Healthy Breakfast Pizza. Like frozen pizzas, pizzeria-made pizza can vary in ingredients and preparation methods. Although certain types of pizza are unhealthy, other less processed types can be. Sweet frosted healthy breakfast pizza, better known as a pizzert!
Pizza Is a Healthier Breakfast Than Cereal, According to a Nutritionist. Still interested in a little 'za for breakfast? To make your slice more, well, breakfast-y, try Health's recipe for breakfast skillet. You can cook Healthy Breakfast Pizza using 13 ingredients and 6 steps. Here is how you cook it.
Ingredients of Healthy Breakfast Pizza
- Prepare 1 of whole meal tortilla wrap.
- You need 3 of eggs.
- It’s 1 knob of butter.
- Prepare 4 of cherry tomatoes, halved.
- It’s Half of a courgette, grated.
- It’s 70 g of sweet potato, grated.
- It’s Half of a bell pepper, chopped.
- It’s Half of a small red onion, diced.
- Prepare 1 tbsp of tomato purée.
- Prepare 30 g of feta cheese.
- It’s 1 handful of spinach.
- Prepare of Salt & pepper.
- It’s 1 tsp of Cajun spice.
You don't have to stick to grabbing a slice just for dinner—meet the In years of restaurant research, we've seen every kind of pizza imaginable—Mexican pizza, Thai chicken. You totally can! "Eggs on pizza are one of my favorite healthy options because they contain many essential vitamins and minerals plus highly bioavailable protein." Eggs and Bacon Breakfast Pizza Healthy Crust Options While this kind of breakfast pizza may be rather popular with college students, it is not the type. A healthy spin on a pizza, loaded with protein and tastes delicious! This healthy breakfast pizza is an interesting and fun way to eat both eggs and pizza for breakfast or brunch.
Healthy Breakfast Pizza instructions
- Turn the oven on to 200 C fan. Heat the butter gently in a large non-stick frying pan on the hob. On a medium heat, add the sweet potato, onion, courgette and pepper and fry for a 5-8 minutes, or until sweet potato is starting to brown..
- Add the cherry tomatoes, spinach salt & pepper and Cajun spice and stir. Spread the tomato purée over the tortilla wrap and place onto a baking sheet..
- Turn the heat down to low. Make three wells in the mixture and crack an egg into each well. Cover with a lid and allow to cook until the egg whites are just set, with yolks still runny..
- While the eggs are cooking, pop the tortilla wrap into the oven for 5 minutes or until starting to crisp up a little..
- When the tortilla and eggs are done, remove from the oven/heat. Place the tortilla on a plate. Using a large spatula, gently take the egg mixture out from the pan and place over the tortilla. You can do this in sections, the eggs will hold with it most of the mixture around it. Or if your pan is shallow, you could simply slide the mixture straight onto the wrap!.

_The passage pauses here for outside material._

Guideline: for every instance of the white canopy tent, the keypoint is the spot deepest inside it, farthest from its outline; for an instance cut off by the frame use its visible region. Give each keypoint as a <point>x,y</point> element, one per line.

- Crumble over the feta cheese and serve immediately..
It's a simple and quick recipe – especially if you cheat like me and buy pre-made pizza dough. Bacon and sausage breakfast pizza is a healthy and protein packed meal idea. This quick and easy breakfast pizza recipe was born one morning when the kids couldn't decide if they'd rather have. If you want more just double or triple the recipe using the scale. These breakfast pizzas are not only delicious, they'll leave you full and energized, too.